The Los Angeles County Department of Consumer and Business Affairs said it received more than 2,000 complaints after the fires, alleging that retailers and landlords were taking advantage of people put in hardship by their losses, and sent out more than 2,000 cease-and-desist letters to businesses and landlords for alleged price gouging, said Morine Merritt, who oversees department investigations into consumer and real estate fraud.
“Close to 90% of the complaints that we received involved allegations of rent increases,” Merritt said in an interview. Now that the fire-related protections have expired, existing laws and “regular market conditions determine price increases for goods and services, including rents,” she said.
Crackdowns on fire-related rent gouging have been rare, said Chelsea Kirk of the activist organization the Rent Brigade, which analyzed L.A. County’s rental market in the year after the fires.

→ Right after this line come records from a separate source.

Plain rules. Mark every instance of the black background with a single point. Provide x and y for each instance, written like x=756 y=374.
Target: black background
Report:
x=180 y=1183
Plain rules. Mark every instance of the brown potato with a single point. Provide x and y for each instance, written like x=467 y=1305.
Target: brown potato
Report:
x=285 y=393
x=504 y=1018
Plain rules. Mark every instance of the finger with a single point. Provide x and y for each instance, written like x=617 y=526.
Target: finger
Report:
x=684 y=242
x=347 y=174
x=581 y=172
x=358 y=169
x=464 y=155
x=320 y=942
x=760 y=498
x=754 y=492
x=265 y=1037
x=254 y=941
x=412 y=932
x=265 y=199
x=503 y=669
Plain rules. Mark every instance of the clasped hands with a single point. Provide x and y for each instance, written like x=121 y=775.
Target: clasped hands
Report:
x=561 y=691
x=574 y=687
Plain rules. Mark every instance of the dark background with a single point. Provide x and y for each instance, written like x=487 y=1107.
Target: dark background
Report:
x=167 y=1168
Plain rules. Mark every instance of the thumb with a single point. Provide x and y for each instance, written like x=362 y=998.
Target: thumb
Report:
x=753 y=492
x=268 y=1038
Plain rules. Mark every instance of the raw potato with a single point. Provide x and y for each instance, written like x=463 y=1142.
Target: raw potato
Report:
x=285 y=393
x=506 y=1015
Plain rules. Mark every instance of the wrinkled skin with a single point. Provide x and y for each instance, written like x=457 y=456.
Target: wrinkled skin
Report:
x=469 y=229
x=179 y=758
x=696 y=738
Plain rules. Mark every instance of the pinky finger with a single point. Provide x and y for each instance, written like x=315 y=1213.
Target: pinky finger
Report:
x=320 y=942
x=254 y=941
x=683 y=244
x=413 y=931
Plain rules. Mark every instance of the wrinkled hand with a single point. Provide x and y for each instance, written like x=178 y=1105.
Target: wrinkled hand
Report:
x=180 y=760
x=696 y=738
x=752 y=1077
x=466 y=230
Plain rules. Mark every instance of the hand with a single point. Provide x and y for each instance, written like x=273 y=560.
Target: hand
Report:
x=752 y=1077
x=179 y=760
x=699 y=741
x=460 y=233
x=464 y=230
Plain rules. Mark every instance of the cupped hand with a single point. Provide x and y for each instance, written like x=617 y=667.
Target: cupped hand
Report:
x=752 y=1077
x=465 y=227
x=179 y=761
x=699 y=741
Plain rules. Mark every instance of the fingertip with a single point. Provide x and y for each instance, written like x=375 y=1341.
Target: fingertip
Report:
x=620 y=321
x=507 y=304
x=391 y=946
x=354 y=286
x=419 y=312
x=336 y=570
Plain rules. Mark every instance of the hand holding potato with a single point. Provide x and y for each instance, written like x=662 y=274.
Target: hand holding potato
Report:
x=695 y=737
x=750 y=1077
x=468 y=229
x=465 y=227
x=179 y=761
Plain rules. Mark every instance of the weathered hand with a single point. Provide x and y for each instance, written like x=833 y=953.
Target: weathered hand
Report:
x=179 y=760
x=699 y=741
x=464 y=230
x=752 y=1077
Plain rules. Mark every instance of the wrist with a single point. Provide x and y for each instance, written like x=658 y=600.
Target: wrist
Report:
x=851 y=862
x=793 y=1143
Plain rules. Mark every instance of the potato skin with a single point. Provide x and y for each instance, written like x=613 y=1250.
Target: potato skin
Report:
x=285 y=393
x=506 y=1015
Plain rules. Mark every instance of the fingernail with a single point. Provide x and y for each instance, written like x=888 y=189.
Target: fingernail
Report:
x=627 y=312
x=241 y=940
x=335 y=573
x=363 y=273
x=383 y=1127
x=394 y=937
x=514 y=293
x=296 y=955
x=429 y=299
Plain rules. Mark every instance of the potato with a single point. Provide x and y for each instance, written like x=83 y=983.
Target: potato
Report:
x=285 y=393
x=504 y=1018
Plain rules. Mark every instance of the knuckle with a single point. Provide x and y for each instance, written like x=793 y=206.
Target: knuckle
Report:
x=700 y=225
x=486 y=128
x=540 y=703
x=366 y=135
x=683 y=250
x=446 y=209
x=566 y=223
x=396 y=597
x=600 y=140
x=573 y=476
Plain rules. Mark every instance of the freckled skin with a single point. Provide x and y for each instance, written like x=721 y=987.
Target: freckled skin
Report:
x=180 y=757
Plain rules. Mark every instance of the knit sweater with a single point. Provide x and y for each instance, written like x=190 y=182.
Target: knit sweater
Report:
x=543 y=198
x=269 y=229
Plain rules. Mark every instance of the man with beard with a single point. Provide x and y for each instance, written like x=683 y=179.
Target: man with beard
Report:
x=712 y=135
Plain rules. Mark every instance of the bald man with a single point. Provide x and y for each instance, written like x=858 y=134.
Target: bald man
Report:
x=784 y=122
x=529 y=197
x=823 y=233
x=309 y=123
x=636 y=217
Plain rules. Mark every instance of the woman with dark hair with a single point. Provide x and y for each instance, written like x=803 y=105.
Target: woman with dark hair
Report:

It reported 18,360 potential examples of price gouging in listings but said that few lawsuits had been filed by authorities so far.
Last week, Rent Brigade announced what it said was the first private civil lawsuit brought by a family that claimed to be rent-gouged in the aftermath of the wildfires. Plaintiffs Randall and Candy Renick, whose Altadena home was damaged, said they were charged nearly three times the maximum permitted rate for nearly 10 months. They seek restitution of $96,000 plus civil penalties and attorneys’ fees.
The rental market has probably stabilized since the fires, Kirk said, but other families may still be “locked into illegal rents” that they agreed to pay when they were in a rush to find housing after they were displaced.